Mrs Abigail, taking another couple of plates from the back of the van, was aware only that her companion was speaking; the content of her statement did not register. All during the night, over and over again, she had found it absurd that she’d ever considered herself a happy woman. And in the same repetitious way she had recalled the scene she’d interrupted the evening before by announcing that supper was ready: Gordon and the boy seated in the sitting-room before the cosy glow of the electric fire, drinking sherry.

‘Oh, for heaven’s sake, Miss Poraway!’ she cried as another rice pudding slipped from Miss Poraway’s fingers. ‘What kind of fool are you?’

On his walk, in his brown overcoat, not carrying his towel and swimming-trunks, Commander Abigail was upset also. At breakfast nothing had been said, which perhaps wasn’t unusual, but afterwards she’d left the house without saying anything either. On a Thursday there was invariably some instruction about the lunch she’d left him, since Thursday was her day for doing her charity with the elderly. Yet not only had she not said anything but as far as he’d been able to ascertain she hadn’t left him any lunch.

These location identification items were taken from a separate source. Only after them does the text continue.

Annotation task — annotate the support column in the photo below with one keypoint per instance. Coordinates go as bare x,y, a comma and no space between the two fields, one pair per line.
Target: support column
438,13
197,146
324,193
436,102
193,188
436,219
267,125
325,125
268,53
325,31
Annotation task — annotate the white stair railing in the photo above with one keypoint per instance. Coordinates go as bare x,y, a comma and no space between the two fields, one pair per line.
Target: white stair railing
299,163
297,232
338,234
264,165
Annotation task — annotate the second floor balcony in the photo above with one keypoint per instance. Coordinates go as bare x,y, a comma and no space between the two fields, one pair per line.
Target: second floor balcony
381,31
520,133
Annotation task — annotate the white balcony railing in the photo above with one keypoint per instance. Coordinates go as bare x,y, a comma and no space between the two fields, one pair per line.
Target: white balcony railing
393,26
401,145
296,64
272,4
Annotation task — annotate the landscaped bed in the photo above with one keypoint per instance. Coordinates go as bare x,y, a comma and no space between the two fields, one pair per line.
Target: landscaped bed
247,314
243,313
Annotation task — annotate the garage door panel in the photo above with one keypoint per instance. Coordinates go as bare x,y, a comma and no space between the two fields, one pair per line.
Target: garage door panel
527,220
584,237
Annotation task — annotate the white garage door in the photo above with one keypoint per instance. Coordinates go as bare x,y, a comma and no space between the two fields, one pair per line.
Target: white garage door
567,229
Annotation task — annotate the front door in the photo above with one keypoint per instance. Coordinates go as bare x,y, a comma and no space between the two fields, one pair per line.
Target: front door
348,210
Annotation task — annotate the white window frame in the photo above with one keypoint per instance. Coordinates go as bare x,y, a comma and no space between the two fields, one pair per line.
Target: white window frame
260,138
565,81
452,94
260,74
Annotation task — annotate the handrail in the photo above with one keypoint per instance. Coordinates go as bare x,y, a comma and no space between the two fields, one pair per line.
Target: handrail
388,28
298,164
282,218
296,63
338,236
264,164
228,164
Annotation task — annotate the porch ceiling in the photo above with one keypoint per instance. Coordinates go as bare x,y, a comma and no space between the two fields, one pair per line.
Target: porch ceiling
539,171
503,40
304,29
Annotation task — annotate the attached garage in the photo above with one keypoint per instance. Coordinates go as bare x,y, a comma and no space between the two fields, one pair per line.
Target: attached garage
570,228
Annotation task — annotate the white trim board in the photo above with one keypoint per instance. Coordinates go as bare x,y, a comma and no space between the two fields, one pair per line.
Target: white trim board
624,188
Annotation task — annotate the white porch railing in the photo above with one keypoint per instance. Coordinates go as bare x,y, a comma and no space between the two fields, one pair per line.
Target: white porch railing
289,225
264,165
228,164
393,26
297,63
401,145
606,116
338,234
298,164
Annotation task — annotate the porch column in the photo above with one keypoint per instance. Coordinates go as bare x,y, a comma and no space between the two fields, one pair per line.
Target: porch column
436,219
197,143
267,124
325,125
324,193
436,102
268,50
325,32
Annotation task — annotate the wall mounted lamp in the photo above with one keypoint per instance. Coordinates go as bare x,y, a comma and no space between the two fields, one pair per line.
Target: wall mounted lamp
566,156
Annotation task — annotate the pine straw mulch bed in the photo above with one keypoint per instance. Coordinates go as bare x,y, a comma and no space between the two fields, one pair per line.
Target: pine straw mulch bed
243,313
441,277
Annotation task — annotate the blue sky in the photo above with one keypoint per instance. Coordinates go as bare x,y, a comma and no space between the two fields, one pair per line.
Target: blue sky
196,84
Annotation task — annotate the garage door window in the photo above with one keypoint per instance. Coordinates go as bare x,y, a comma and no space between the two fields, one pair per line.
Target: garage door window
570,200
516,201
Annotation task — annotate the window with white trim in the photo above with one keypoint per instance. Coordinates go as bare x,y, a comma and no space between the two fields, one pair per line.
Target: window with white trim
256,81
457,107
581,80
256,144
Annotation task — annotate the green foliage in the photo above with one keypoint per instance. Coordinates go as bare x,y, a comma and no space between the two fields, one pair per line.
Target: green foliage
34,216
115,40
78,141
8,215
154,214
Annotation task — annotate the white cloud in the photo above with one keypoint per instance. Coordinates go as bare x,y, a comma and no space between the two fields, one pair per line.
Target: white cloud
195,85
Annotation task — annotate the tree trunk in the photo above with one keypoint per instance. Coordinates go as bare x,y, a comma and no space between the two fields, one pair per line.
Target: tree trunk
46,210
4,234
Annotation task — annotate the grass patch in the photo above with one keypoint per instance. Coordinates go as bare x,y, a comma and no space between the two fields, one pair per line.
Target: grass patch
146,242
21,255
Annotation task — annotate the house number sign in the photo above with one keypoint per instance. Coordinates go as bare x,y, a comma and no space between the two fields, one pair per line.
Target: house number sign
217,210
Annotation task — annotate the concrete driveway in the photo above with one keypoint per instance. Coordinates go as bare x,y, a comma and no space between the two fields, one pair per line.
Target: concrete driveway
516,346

Like his wife, the Commander hadn’t slept. Lying awake in the room next to hers, the episode with the boy had kept recurring to him, the sweat running on the boy’s face and his hands protruding from the sleeves of the dog’s-tooth suit and his voice making its extraordinary statements. When they had eventually managed to get him out of the house he’d helped her to carry the remaining dishes from the dining-room, a thing he never did. He’d repeated several more times that everything the boy had said was drunken nonsense. He’d said he was sorry the incident had occurred and had asked her if she’d like him to make her some Ovaltine. As far as he could remember, she hadn’t replied to anything except to shake her head when he mentioned Ovaltine.

As he walked on the sand, the Commander attempted to reassure himself. He had often watched the cub scouts playing rounders on the beach. The Gedge boy, who apparently spied on the entire population of Dynmouth, had no doubt seen him. But there was nothing furtive or dubious about watching a crowd of lads playing a game on the sands, any more than there was about carting food to the elderly. The boy’s unfortunately unsober condition and his inadequate ability to express himself had clearly made for confusion. Without a shred of evidence he had employed an innuendo when what he should have said was that any normal English person could not but approve of the sight of young English lads in their uniforms, and would naturally pause to observe how they played a game.